The snow stopped just this side (east) of Aldie, Virginia.  All we got was a little rain.  We woke to fog and mild temperatures.  We burned our gas fire for “atmosphere” until my hot flashes kicked in.  I’m dreaming of a menopausal Christmas?

Christmas breakfast was fresh, hot, fluffy and FABULOUS orange cranberry scones.  Bake these on Pampered Chef stoneware, especially if you’re lucky enough to have snagged one of the small pizza rounds before they discontinued them.

The Recipe

Orange Cranberry Scones

(This recipe is adapted from a recipe that appeared in 201 Muffins by Gregg R. Gillespie, Black Dog & Leventhal Publishers, Inc., 2001.)

2 cups all-purpose flour
1 T. baking powder
1/4 c. powdered sugar
1/2 t. salt
1/4 c. (1/2 stick) chilled butter
1 teaspoon grated orange zest (1 large orange, zested)
3/4 cup heavy cream (I used half-n-half)
1 large egg, beaten
1/2 cup chopped dried cranberries, tossed with 1 teaspoon granulated Stevia sweetener or Splenda
a little extra cream

Preheat oven to 350 degrees F.  Spray or lightly oil a baking stone.

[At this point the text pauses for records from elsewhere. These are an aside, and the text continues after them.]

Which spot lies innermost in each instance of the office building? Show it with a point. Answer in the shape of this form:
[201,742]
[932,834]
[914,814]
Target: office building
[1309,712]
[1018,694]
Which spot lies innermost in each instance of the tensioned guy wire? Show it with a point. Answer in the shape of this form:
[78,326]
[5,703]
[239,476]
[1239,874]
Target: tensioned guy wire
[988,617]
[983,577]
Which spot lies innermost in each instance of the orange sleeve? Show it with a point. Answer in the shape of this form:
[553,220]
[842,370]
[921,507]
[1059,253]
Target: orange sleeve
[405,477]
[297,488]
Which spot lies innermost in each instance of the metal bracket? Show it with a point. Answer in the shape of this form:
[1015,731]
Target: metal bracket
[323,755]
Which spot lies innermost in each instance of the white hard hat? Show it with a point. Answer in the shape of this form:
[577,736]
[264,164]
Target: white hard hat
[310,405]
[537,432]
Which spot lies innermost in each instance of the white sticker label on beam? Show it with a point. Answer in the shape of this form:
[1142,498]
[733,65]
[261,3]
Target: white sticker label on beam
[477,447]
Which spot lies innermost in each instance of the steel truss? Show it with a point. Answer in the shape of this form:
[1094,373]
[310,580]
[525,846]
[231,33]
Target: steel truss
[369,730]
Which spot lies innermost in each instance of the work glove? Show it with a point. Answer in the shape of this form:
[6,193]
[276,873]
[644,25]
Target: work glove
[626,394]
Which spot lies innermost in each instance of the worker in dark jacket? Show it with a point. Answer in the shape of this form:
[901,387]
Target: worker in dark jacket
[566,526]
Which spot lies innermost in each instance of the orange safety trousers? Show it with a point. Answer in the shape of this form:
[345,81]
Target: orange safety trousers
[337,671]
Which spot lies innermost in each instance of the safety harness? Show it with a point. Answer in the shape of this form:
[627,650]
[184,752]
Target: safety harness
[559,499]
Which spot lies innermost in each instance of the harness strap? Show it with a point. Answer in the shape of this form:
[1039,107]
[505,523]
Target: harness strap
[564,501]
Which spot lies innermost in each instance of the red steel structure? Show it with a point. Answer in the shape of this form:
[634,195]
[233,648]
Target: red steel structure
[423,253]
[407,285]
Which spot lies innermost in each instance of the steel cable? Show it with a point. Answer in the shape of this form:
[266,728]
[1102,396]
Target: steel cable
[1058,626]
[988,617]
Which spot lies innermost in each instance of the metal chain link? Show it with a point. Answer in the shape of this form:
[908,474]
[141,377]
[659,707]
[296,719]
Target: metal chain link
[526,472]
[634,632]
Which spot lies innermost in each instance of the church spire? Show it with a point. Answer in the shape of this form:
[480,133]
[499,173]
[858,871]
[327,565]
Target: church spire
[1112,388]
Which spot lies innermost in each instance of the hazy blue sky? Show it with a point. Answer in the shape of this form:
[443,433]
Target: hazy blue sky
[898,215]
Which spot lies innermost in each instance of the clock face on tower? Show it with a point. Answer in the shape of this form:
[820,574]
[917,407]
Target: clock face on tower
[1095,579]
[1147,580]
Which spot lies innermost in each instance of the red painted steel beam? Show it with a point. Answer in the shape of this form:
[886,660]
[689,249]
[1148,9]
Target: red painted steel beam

Mix the dry ingredients in a large  bowl.  ALWAYS use a larger bowl than you think you need and you won’t make such a mess in your kitchen.  Cut in the butter using a pastry blender, until it looks like meal.

Mix the cream, egg and orange zest in a small bowl, then add to the dry ingredients in the larger bowl.  Mix together until the dough just holds together.  Turn it out onto your lightly floured marble slab (you DO have a marble slab, don’t you?  If you don’t, go to your local countertop dealer and ask for a remnant, and put rubber feet under it).  Knead the dough a few times–not too much, just to make a dough that hangs together.

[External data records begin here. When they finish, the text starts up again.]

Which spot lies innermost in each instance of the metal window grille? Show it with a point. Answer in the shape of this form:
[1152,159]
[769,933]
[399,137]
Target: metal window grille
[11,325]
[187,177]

Make a ball, then put it on the stone and pat into a circle about 1″ thick.  Score with a knife into 1/8 or 1/6 servings about 1/2 way through the dough.

Using the extra cream (you wondered what this was for, didn’t you?) and a paper towel, lightly pat the surface of the dough to moisten it.

Bake at 350 for 30 minutes or until the center of the scone is slightly firm and the surface is LIGHTLY browned.  My batch took 35 minutes, but YOUR OVEN WILL VARY.  Set your timer 5 minutes early and start checking every 5 minutes.

Serve warm with Fleischmann’s olive oil spread with sea salt and some nice apricot jam.